Era uma vez uma cidade que, além de berço de escritores da magnificência de Machado de Assis, Lima Barreto e Cecília Meirelles, acolheu como filhos autores que aqui cresceram e apareceram. Entre eles, os mineiros Carlos Drummond de Andrade e Rubem Fonseca, o pernambucano Nelson Rodrigues e a ucraniana-pernambucana Clarice Lispector. Terreno fértil para as letras, no Rio germinaram movimentos como o neoconcretismo e gêneros como a crônica, além de instituições que ajudam a traduzir seu relevo literário, a exemplo da Academia Brasileira de Letras e da biblioteca Nacional. Pois eis que o município de tão iluminadas letras assumiu, desde 23 de abril, o posto de Capital Mundial do Livro, título da Unesco que vigora por um ano, abrindo um novo capítulo em sua vasta história de serviços prestados à cultura. “É uma oportunidade de promover políticas de incentivo à leitura, estimular o turismo cultural e valorizar nosso patrimônio imaterial”, celebra o secretário municipal de Cultura, Lucas Padilha, lembrando ser o Rio o primeiro a assumir tal protagonismo entre as cidades onde se fala português.

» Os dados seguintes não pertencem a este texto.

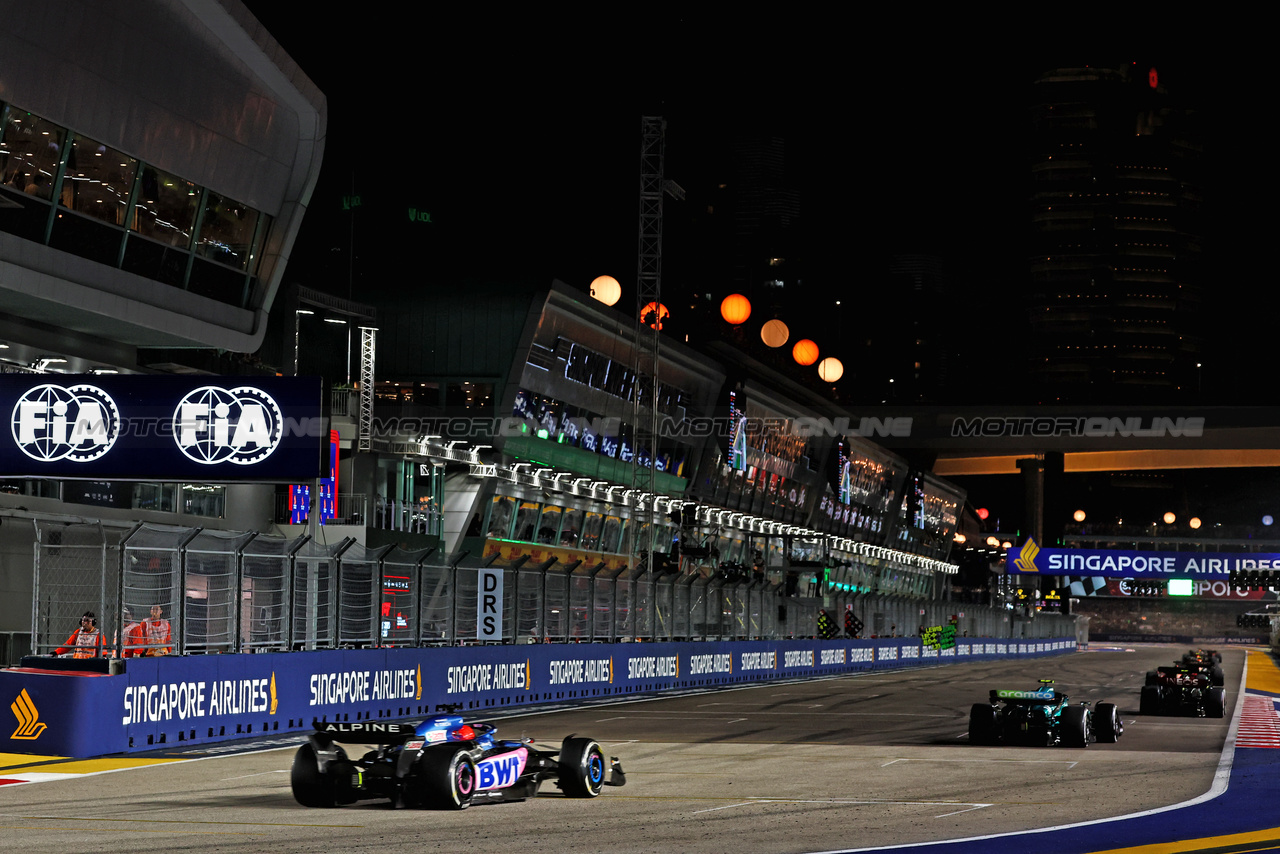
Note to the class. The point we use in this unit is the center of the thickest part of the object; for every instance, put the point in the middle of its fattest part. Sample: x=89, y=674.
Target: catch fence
x=242, y=592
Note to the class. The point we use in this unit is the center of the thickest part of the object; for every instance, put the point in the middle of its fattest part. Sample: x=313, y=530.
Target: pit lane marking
x=1230, y=843
x=261, y=773
x=1069, y=763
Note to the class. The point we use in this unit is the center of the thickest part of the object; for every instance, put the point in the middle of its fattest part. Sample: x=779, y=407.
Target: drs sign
x=489, y=604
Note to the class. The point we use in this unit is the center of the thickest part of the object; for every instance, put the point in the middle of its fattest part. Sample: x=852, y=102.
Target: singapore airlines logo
x=240, y=425
x=28, y=718
x=73, y=423
x=1025, y=561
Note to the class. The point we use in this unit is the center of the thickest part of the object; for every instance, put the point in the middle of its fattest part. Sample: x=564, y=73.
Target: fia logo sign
x=28, y=718
x=73, y=423
x=241, y=425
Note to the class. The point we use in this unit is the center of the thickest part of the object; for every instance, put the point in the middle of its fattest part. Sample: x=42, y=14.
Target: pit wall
x=168, y=702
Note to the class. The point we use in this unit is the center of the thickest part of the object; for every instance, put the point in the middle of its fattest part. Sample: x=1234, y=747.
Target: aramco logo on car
x=28, y=718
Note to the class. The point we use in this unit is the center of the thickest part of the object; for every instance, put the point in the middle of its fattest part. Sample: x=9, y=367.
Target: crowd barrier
x=168, y=702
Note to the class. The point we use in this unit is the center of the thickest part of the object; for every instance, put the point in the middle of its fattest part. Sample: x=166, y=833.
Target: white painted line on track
x=851, y=802
x=1069, y=763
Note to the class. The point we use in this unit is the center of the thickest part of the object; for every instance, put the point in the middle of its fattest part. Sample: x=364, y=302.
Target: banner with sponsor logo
x=202, y=429
x=199, y=699
x=1031, y=558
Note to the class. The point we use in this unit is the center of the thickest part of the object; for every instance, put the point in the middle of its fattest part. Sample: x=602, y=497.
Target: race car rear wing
x=366, y=733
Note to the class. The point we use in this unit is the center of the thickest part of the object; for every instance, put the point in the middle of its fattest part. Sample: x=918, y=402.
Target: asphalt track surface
x=839, y=765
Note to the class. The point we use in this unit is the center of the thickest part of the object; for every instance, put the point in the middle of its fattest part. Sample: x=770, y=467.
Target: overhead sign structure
x=201, y=429
x=1033, y=560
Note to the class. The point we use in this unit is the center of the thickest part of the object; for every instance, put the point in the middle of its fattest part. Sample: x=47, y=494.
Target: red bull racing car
x=440, y=763
x=1184, y=689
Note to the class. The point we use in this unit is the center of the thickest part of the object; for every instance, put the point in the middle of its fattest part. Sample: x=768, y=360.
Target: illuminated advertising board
x=201, y=429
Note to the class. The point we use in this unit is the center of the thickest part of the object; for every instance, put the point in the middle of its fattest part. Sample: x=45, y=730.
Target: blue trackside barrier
x=199, y=699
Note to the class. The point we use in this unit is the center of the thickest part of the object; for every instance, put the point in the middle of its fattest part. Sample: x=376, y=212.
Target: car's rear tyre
x=982, y=724
x=1215, y=702
x=1077, y=726
x=1106, y=722
x=581, y=768
x=444, y=779
x=311, y=788
x=1151, y=700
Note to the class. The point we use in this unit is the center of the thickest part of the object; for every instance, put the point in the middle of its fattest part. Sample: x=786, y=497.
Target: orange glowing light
x=736, y=309
x=654, y=314
x=805, y=352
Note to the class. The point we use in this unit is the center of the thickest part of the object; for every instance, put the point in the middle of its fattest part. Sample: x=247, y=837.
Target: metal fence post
x=452, y=635
x=417, y=597
x=237, y=620
x=376, y=596
x=182, y=589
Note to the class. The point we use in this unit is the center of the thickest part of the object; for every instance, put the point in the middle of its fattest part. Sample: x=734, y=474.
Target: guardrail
x=225, y=592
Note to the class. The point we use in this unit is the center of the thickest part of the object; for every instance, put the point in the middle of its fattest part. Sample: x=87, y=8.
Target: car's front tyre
x=444, y=777
x=1077, y=726
x=1106, y=722
x=311, y=786
x=982, y=724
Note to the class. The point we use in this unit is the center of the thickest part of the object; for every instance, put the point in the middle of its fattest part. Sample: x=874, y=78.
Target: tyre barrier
x=158, y=703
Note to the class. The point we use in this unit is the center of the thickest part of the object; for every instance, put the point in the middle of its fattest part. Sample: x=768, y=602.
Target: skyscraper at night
x=1115, y=296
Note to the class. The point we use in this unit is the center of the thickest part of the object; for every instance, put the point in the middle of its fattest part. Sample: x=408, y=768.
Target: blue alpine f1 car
x=1042, y=717
x=440, y=763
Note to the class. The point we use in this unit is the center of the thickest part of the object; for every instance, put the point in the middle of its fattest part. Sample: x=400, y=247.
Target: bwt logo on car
x=241, y=425
x=73, y=423
x=499, y=772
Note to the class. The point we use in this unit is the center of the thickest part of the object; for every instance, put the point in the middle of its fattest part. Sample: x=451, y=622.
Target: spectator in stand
x=826, y=625
x=135, y=636
x=159, y=634
x=86, y=642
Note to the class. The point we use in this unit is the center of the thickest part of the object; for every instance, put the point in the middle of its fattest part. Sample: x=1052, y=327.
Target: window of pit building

A democratização do acesso aos livros é fio condutor das iniciativas pensadas para que o título de Capital do Livro vá além da primeira página, deixando um legado duradouro. E que será muito bem-vindo. A pesquisa Retratos da Leitura, de 2024, mostrou que, nos últimos quatro anos, o Brasil registrou revoada de 6,7 milhões de leitores, o que desaguou em um infeliz constatação: pela primeira vez na série histórica do levantamento, o grupo de pessoas sem o hábito de ler já é maioria – 53% da população dizem não ter lido nem parte de um livro, incluindo aí a prateleira de didáticos, religiosos e a Bíblia. “Precisamos voltar a fazer do livro algo atraente. É uma causa nacional”, afirma Padilha, que alinha um acordo com o Ministério da Cultura para disseminar as medidas já implementadas aqui com sucesso – e as outras por vir. Além do investimento de 16 bilhões de reais na modernização das dezenove bibliotecas municipais, estão previstas viradas literárias, intervenções urbanas como a Book Parade, com artistas criando instalações em que os livros são fonte de inspiração, e festivais literários nas escolas de samba. Também está nos planos uma “popularização” dos imortais da ABL, sobre a qual o secretário dá um único spoiler: “Eles não vão estar só no Petit Trianon, mas também nos bairros, na praia.”, adianta.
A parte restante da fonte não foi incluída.